4. It’s new business. If you’re not working on hybrid cars, well, then you’re not making money off them. Mellor says the 15 percent additional work he gains from hybrids is work he wouldn’t be getting otherwise. He has customers driving more than two hours across Florida to his shop because there aren’t hybrid repairers in their areas.
What You Need
Opening a shop during difficult economic times wasn’t an ideal situation for Mellor, but he found he had little problem making sure his shop was equipped for hybrid work on his limited budget.
In fact, Van Batenburg says, the investment in hybrid service is minimal when comparing it to the potential of new business. It can vary, but overall, he says a shop can be fully equipped, trained and ready at a one-time cost of less than $10,000. (Mellor says he got his shop hybrid-ready for closer to $4,000.) That’s a low number, he says, considering the additional business brought in.
Really, there are just three areas a shop needs to invest in: training, tools and marketing.
Training. This is where the biggest investment needs to be made, Van Batenburg says. “There’s a lot of it out there,” he says, “and you have to have it.” There are many different aspects of hybrid vehicles that make them unique, and Van Batenburg says that understanding them is the first step.

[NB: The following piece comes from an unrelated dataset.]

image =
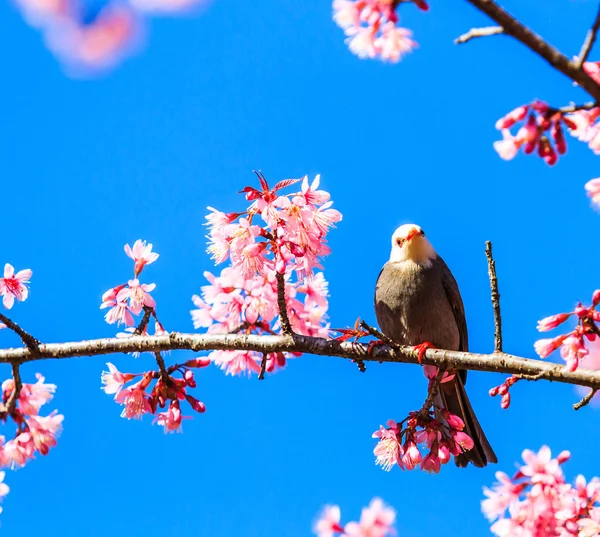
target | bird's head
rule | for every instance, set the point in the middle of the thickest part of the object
(409, 244)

As a very hands-on manager at his shop, Overbeck opted to do the training himself and then teach his techs. Mellor took the full-on ACDC training, then had his techs attend a shorter, abbreviated version.
“You want everyone in your shop to understand the vehicles, from your techs to your front desk people,” Overbeck says. “Get your hands on one and let everyone drive it, let them take a look at it and have the techs do some work on it. There’s nothing worse than a customer coming in and your people up front don’t even know how to work the keyless starter.”
ACDC provides training at its facility in Massachusetts. Van Batenburg will also travel to shops for training, or hold classes and seminars at various facilities around the country.
Tools. The nice thing is, Overbeck says, a fully operational shop already has most of the equipment it needs for hybrid work. Information subscriptions, scan tools, common wrenches—all of it translates over.
The only items essential to hybrid work a shop might not already have are high-voltage gloves (up to 1,000 volts), a CAT III rated high-voltage insulation meter, and a quality battery charger. That’s it. Overbeck says he spent about $1,000 on equipment, admitting he splurged on the “really nice versions” of those items. He also says he uses the tools for other work.
Things like insulated wrenches and other hybrid-associated tools are unnecessary, Overbeck and Mellor both say.
Marketing. It makes no sense to work on hybrids and not let anyone know. Van Batenburg suggests shifting a good portion of your current marketing toward this aspect of your business.
“People are going to remember that you’re the guys that work on hybrids, whether they have one or not,” Overbeck says. “It helps with bringing in other customers if they know you can fix it all. You have to be able to fix it all.
“The trend is that more and more people will have these. It’s just a matter of a few years before that stuff is going to come to you anyway and you start seeing it. It’s going to be out there and how long can you tell someone that, oh, we can’t work on that? It kills me. I can’t stand to tell anyone that.”